The National Fraud Intelligence Bureau is warning about the damage being caused by Cryptolocker, a destructive malware that installs itself on computers and effectively holds peoples’ files to ransom.
So far, the National Fraud Intelligence Bureau (NFIB) has received reports from almost 100 victims, with an average loss of £460.
Affected businesses and individuals will also incur losses, such as wasted time, lost revenue and additional IT costs, in addition to further implications for files that are not separately backed up.
The malware is predominantly deployed via zip files in e-mail attachments and web links exploiting legitimate public sector organisations’ branding.
How does the threat get in?
1. An e-mail attachment or Internet link that contains the malware is opened on your computer, which installs the malware, or your computer is already infected with malware (ie a Botnet) and the criminal uses this to further infect your computer with CryptoLocker.
2. The malware runs and installs CrytpoLocker.
3. The malware encrypts all the files it can find including images, documents and spreadsheets.
4. The malware then pops up a page giving you limited time, usually 72 hours, to buy back the private key, typically $300, to regain access to your data.
5. It’s unclear as to whether access is regained after paying the ransom.
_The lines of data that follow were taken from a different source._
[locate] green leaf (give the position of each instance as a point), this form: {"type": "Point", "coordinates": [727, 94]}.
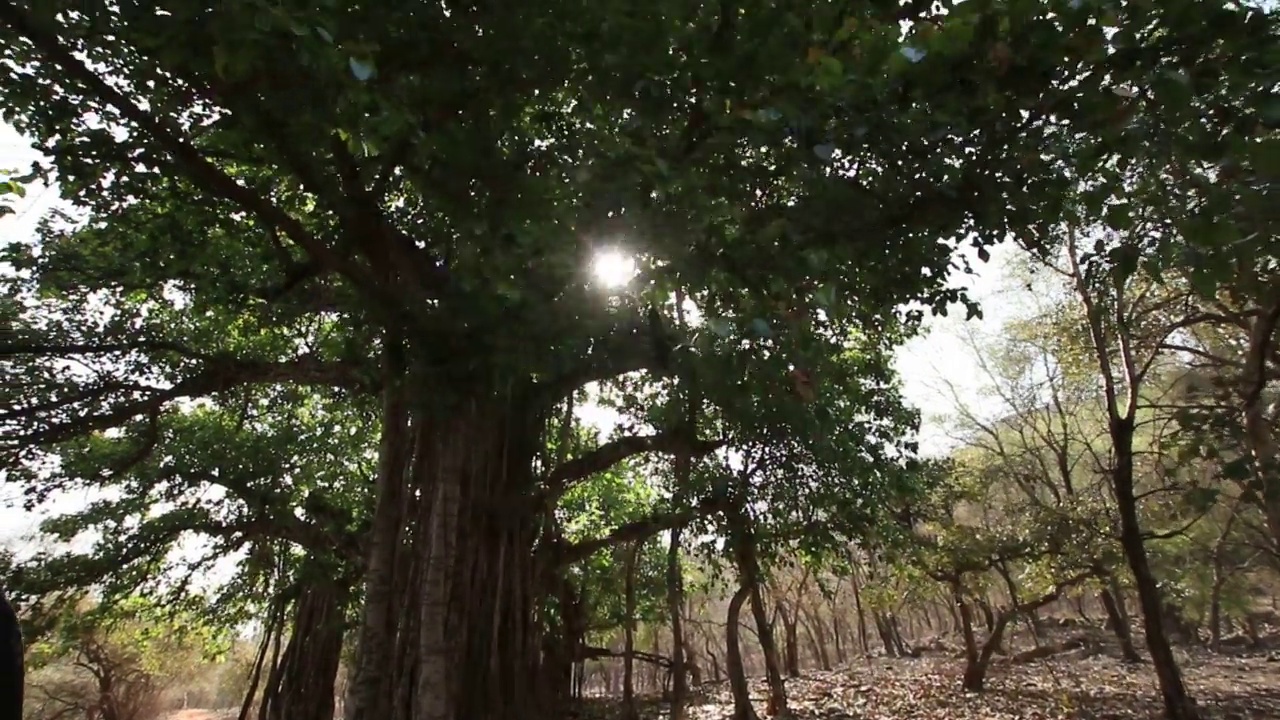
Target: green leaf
{"type": "Point", "coordinates": [362, 68]}
{"type": "Point", "coordinates": [1265, 158]}
{"type": "Point", "coordinates": [1119, 217]}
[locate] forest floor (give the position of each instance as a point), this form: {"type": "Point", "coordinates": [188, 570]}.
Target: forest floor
{"type": "Point", "coordinates": [1087, 683]}
{"type": "Point", "coordinates": [1083, 684]}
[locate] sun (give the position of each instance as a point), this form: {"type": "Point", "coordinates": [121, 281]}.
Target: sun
{"type": "Point", "coordinates": [613, 268]}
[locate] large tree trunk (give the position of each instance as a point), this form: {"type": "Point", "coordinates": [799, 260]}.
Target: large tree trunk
{"type": "Point", "coordinates": [309, 668]}
{"type": "Point", "coordinates": [1178, 703]}
{"type": "Point", "coordinates": [449, 629]}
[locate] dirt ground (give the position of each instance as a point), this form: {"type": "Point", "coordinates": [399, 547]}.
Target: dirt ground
{"type": "Point", "coordinates": [1092, 688]}
{"type": "Point", "coordinates": [1063, 688]}
{"type": "Point", "coordinates": [196, 714]}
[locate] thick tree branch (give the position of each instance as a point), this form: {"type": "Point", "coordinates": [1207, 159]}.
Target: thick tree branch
{"type": "Point", "coordinates": [190, 159]}
{"type": "Point", "coordinates": [216, 377]}
{"type": "Point", "coordinates": [618, 450]}
{"type": "Point", "coordinates": [638, 531]}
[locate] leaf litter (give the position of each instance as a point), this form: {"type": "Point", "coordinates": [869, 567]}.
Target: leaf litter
{"type": "Point", "coordinates": [1060, 688]}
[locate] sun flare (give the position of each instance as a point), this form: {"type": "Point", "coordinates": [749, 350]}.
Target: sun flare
{"type": "Point", "coordinates": [613, 268]}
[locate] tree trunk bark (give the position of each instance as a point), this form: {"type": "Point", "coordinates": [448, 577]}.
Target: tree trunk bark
{"type": "Point", "coordinates": [309, 666]}
{"type": "Point", "coordinates": [734, 665]}
{"type": "Point", "coordinates": [862, 614]}
{"type": "Point", "coordinates": [1178, 703]}
{"type": "Point", "coordinates": [675, 606]}
{"type": "Point", "coordinates": [768, 647]}
{"type": "Point", "coordinates": [792, 642]}
{"type": "Point", "coordinates": [1119, 625]}
{"type": "Point", "coordinates": [449, 630]}
{"type": "Point", "coordinates": [629, 632]}
{"type": "Point", "coordinates": [976, 670]}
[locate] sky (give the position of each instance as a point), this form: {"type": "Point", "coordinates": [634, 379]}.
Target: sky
{"type": "Point", "coordinates": [927, 364]}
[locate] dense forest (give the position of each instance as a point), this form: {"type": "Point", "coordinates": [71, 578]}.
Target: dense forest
{"type": "Point", "coordinates": [470, 361]}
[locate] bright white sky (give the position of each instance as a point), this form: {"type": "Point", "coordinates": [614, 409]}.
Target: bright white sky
{"type": "Point", "coordinates": [924, 363]}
How can you reduce the risk of becoming a victim?
1. Do not click on attachments unless you can verify the source, particularly if you are not expecting correspondence from the source.
2. Install and run security software and set to update automatically.
3. Set your computer’s security settings to update automatically.
4. Make regular back-ups, storing them safely and preferably offline.
5. Increase security settings on your browser.